C’est à moi. D’une voix blanche, je parviens à décocher un bonjour pas convaincant à Siouxsie, qui me congèle d’un seul regard acier souligné de sombre. Ma chaussure de cuir encore en main, je tente de me lancer dans une explication selon laquelle, étant donné que dans les bacs ne se trouvent que les éléments droits des paires et que

– Jean-Claude !

Jean-Claude se manifeste. Comparé à lui, Houellebecq semble un dandy rigolard. Un reste de mégot en bouche, il reluque un instant la godasse, hoche ses cernes, me fixe un bref instant de ses yeux mi-clos dans lesquels je lis voyons à quoi ressemble le crétin qui s’est entiché de ces merdes.

J’avale ma salive mais respire, je ne suis que figurant. Un faire-valoir peut-être.

Là, je vois mon Jean-Claude soulever en soufflant une trappe au sol pour disparaître dans un escalier souterrain. Le dessous de scène, le trou du souffleur ! Les yeux agrandis, je tourne la tête et souris avec connivence au corbeau en robe. Je ne rencontre que la raie blafarde et rectiligne qui partage sa chevelure de jais. Elle est occupée à répondre à quelqu’un de plus intéressant que moi sur son sombre Smartphone. Sa bouche mâche, ses pouces virevoltent. J’ai été pitoyable. Je prépare ma sortie de scène, au moins ça. Je me redresse, allonge un billet d’un air faussement arrogant qu’elle ne remarque pas. Je saisis avec crânerie le bottillon que Houellebecq condescend à me tendre puis me dirige vers la sortie, droit et fier.

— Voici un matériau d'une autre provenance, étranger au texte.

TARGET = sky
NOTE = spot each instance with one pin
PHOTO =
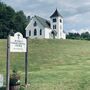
(76, 13)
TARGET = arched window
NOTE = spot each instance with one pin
(35, 32)
(29, 32)
(60, 20)
(40, 31)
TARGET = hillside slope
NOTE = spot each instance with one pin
(53, 64)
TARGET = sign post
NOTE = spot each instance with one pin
(8, 64)
(16, 43)
(26, 62)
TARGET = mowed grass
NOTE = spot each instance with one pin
(52, 64)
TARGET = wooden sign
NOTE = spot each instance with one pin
(17, 43)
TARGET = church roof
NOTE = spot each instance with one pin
(43, 21)
(55, 14)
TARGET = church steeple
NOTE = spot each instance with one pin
(55, 14)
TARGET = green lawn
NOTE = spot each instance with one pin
(53, 64)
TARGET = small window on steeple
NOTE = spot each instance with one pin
(60, 20)
(54, 20)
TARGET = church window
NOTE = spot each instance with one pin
(54, 20)
(35, 32)
(30, 33)
(60, 21)
(35, 24)
(40, 31)
(60, 26)
(54, 26)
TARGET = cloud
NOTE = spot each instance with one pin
(76, 13)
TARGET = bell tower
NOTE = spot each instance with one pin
(57, 24)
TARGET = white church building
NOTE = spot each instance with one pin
(41, 28)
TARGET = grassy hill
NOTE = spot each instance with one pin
(53, 64)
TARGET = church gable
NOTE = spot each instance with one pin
(42, 28)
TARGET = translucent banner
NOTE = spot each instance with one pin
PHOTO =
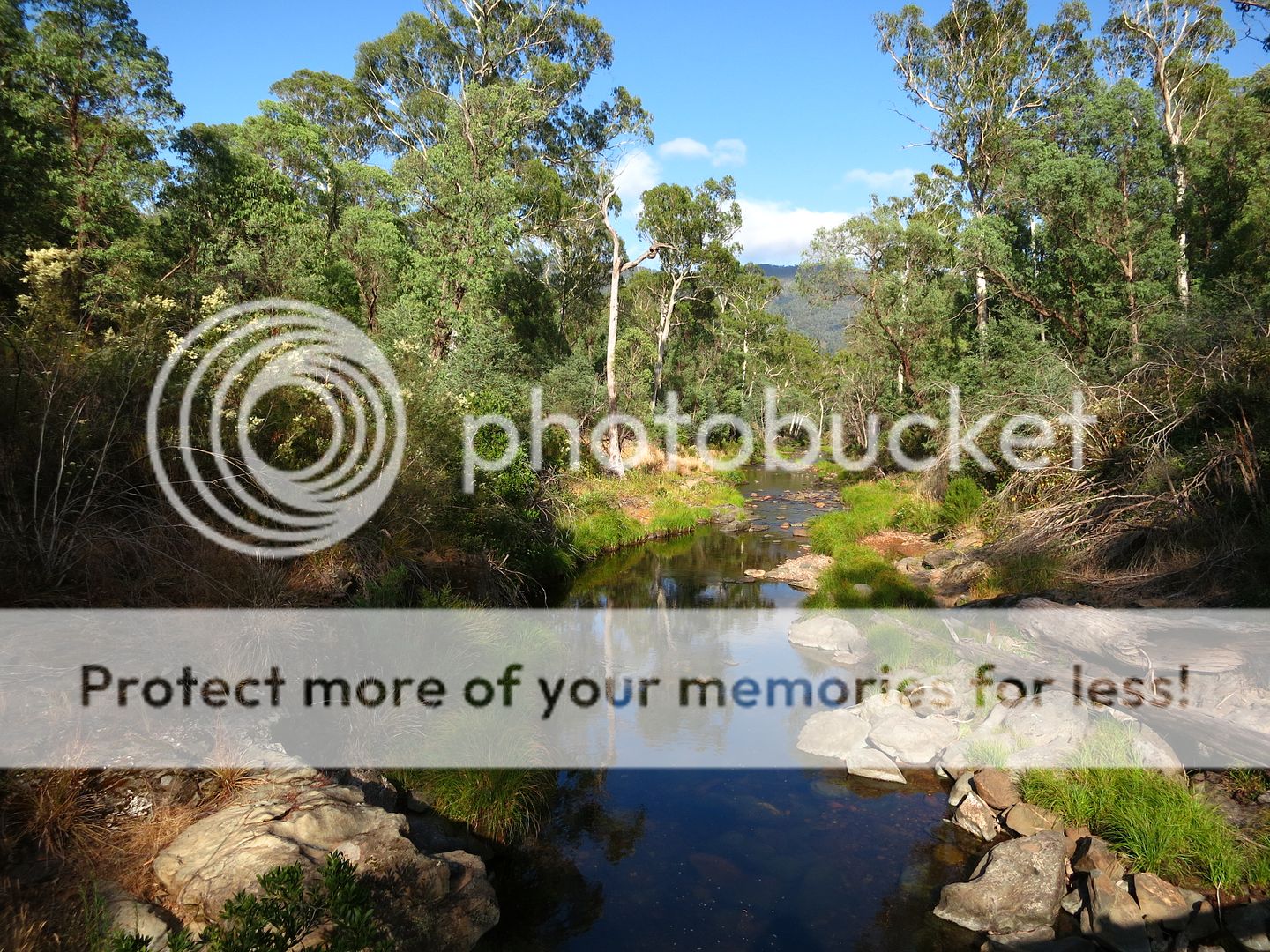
(874, 691)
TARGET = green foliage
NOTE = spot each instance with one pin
(1154, 820)
(283, 911)
(503, 805)
(961, 502)
(871, 507)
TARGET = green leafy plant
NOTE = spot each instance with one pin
(283, 914)
(961, 502)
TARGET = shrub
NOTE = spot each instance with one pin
(961, 501)
(502, 805)
(282, 914)
(1154, 820)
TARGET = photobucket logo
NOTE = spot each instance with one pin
(228, 366)
(1025, 441)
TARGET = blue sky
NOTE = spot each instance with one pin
(791, 100)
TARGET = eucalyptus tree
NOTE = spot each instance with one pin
(474, 97)
(692, 227)
(893, 259)
(1100, 188)
(1172, 45)
(103, 90)
(989, 78)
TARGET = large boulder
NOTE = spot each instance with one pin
(1018, 886)
(827, 632)
(1161, 902)
(975, 816)
(874, 766)
(442, 902)
(1116, 918)
(908, 738)
(802, 573)
(833, 734)
(996, 787)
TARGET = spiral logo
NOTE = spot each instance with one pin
(240, 361)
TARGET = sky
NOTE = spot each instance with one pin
(791, 100)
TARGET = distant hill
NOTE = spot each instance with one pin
(820, 324)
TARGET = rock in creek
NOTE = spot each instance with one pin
(446, 899)
(1016, 888)
(908, 738)
(996, 787)
(975, 816)
(827, 632)
(802, 573)
(839, 734)
(1114, 917)
(1027, 819)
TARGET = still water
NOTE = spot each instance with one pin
(730, 859)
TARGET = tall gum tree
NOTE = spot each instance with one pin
(1172, 46)
(467, 95)
(989, 77)
(691, 227)
(101, 86)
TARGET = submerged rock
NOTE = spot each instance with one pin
(802, 573)
(1114, 917)
(827, 632)
(996, 787)
(874, 766)
(975, 816)
(1018, 888)
(833, 734)
(909, 739)
(1027, 820)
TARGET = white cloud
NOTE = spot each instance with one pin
(684, 147)
(880, 181)
(729, 152)
(775, 233)
(725, 152)
(637, 173)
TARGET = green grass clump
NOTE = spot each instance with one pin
(986, 752)
(502, 805)
(961, 502)
(605, 514)
(1154, 822)
(900, 651)
(1027, 571)
(871, 507)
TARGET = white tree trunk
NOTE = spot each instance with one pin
(1183, 264)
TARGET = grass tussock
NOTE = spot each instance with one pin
(1148, 816)
(1154, 822)
(605, 514)
(870, 507)
(501, 805)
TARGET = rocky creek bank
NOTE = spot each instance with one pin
(426, 886)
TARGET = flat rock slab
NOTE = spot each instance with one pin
(996, 787)
(1027, 819)
(975, 816)
(1018, 888)
(227, 852)
(908, 738)
(874, 766)
(803, 573)
(1161, 902)
(839, 734)
(1114, 917)
(826, 632)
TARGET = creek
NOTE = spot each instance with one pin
(757, 859)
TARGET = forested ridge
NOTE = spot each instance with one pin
(1099, 222)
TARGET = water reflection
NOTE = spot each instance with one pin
(748, 859)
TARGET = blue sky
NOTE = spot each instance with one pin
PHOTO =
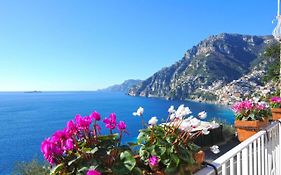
(87, 45)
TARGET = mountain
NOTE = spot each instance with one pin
(124, 87)
(208, 67)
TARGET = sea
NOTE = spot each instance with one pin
(26, 119)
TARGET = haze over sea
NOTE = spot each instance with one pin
(28, 118)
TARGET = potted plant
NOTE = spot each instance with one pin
(275, 104)
(250, 117)
(81, 149)
(168, 148)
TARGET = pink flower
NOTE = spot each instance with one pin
(50, 150)
(153, 160)
(121, 126)
(93, 172)
(276, 99)
(68, 145)
(95, 115)
(248, 105)
(83, 123)
(110, 122)
(71, 128)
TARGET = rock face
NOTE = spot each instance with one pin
(124, 87)
(208, 67)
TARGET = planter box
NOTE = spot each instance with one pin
(214, 137)
(199, 159)
(246, 129)
(276, 113)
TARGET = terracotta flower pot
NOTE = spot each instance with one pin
(276, 113)
(246, 129)
(199, 157)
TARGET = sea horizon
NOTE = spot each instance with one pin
(28, 118)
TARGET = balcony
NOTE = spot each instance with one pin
(258, 155)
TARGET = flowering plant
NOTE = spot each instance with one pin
(169, 146)
(249, 110)
(81, 149)
(275, 102)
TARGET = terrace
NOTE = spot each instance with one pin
(258, 155)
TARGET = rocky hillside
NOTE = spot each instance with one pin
(206, 68)
(123, 87)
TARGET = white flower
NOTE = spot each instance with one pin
(202, 115)
(215, 149)
(214, 124)
(172, 117)
(265, 92)
(179, 110)
(189, 118)
(182, 111)
(195, 122)
(185, 126)
(205, 131)
(153, 121)
(186, 111)
(256, 99)
(171, 109)
(139, 112)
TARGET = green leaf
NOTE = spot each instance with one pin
(92, 151)
(128, 160)
(175, 159)
(56, 169)
(74, 161)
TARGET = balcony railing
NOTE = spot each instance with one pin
(258, 155)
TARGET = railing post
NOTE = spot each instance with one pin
(245, 166)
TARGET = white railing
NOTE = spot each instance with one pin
(258, 155)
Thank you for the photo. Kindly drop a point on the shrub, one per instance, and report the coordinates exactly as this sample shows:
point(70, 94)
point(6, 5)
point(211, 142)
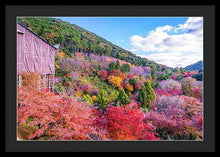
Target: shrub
point(122, 98)
point(125, 123)
point(103, 74)
point(101, 100)
point(146, 96)
point(45, 116)
point(168, 84)
point(115, 81)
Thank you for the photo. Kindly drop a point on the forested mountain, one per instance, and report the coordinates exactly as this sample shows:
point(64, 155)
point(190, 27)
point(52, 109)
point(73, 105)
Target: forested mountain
point(73, 38)
point(194, 67)
point(103, 92)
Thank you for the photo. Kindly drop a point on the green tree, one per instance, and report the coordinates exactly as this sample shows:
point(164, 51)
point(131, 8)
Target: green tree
point(111, 66)
point(118, 66)
point(146, 96)
point(122, 98)
point(101, 100)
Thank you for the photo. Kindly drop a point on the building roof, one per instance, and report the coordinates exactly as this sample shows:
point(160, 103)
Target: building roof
point(56, 47)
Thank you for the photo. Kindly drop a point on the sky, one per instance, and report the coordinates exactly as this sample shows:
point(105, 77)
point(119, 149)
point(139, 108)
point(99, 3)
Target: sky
point(172, 41)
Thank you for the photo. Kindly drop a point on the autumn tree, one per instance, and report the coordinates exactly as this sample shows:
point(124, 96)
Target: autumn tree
point(125, 68)
point(122, 98)
point(115, 81)
point(117, 66)
point(111, 66)
point(103, 74)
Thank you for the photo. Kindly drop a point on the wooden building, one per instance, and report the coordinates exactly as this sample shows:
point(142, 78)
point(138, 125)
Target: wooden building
point(34, 54)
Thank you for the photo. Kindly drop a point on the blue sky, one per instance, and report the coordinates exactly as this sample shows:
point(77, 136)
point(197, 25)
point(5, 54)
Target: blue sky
point(173, 41)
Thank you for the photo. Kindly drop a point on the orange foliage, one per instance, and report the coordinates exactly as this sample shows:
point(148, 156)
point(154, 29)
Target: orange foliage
point(32, 81)
point(129, 88)
point(115, 81)
point(61, 54)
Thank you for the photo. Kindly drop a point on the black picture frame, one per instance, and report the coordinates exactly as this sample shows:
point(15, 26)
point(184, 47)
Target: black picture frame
point(13, 11)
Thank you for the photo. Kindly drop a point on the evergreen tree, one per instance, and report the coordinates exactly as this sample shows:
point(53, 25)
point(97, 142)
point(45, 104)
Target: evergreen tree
point(118, 66)
point(122, 98)
point(101, 100)
point(111, 66)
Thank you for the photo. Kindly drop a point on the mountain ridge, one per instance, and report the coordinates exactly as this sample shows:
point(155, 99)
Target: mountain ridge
point(195, 66)
point(73, 38)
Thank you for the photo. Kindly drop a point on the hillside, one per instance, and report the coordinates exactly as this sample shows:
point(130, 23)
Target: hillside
point(194, 67)
point(103, 92)
point(73, 38)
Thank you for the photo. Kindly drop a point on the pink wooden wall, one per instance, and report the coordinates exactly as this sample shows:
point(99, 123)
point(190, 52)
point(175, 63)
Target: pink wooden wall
point(33, 54)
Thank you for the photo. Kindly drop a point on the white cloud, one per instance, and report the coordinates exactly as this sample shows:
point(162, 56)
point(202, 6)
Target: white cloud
point(183, 47)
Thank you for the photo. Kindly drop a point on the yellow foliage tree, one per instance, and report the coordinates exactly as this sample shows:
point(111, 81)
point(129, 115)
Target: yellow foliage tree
point(129, 88)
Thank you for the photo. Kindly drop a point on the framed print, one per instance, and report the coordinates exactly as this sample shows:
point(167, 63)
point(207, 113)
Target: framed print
point(112, 78)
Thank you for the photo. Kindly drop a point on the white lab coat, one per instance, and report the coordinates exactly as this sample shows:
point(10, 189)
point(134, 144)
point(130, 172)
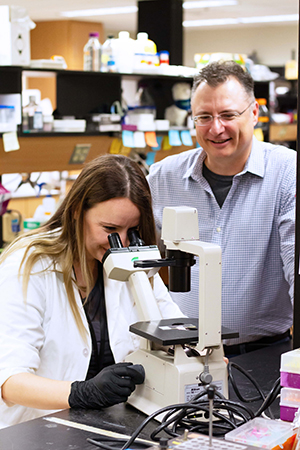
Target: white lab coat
point(40, 335)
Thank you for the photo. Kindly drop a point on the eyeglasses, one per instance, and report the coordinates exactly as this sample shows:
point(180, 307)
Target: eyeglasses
point(224, 118)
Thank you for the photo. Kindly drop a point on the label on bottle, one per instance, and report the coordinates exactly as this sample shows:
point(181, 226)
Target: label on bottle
point(38, 120)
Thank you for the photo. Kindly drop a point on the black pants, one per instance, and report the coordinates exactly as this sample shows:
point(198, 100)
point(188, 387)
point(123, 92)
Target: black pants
point(246, 347)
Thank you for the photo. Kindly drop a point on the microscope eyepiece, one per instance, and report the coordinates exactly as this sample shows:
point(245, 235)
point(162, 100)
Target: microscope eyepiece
point(115, 240)
point(134, 238)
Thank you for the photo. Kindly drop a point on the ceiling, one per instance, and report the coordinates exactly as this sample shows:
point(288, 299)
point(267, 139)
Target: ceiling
point(41, 10)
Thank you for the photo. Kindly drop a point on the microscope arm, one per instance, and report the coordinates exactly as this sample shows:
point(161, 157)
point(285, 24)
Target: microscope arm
point(210, 280)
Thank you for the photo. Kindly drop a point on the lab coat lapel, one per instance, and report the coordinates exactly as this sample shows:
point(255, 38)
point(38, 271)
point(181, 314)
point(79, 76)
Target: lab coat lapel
point(112, 289)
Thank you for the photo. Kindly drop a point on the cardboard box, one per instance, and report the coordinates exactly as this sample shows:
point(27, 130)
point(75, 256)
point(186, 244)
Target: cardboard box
point(15, 26)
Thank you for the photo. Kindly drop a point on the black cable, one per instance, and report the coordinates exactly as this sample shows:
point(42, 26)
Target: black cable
point(247, 375)
point(267, 400)
point(191, 416)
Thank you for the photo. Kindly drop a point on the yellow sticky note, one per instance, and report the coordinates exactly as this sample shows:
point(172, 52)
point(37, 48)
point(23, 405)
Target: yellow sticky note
point(166, 143)
point(115, 146)
point(10, 141)
point(150, 137)
point(125, 150)
point(258, 134)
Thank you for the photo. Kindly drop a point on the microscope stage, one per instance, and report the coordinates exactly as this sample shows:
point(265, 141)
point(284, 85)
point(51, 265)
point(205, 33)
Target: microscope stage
point(174, 331)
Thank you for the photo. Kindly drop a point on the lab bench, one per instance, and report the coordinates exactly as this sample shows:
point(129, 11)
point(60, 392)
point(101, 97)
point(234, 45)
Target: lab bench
point(69, 429)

Une paire pas chère de chaussures montantes en cuir aux pieds, je remonte le Boulevard Barbès, considérant plus attentivement les vitrines et leur intérieur, zieutant dans le dos des débloqueurs de téléphones et autres découpeurs de kébabs, scrutant les façades. C’est que je me méfie des apparences à présent. À la première corbeille, conscient que la foule n’a d’yeux que pour moi, je me débarrasse avec nonchalance de mes grolles qui ont fait leur temps. Le geste est ample, détaché. Théâtral.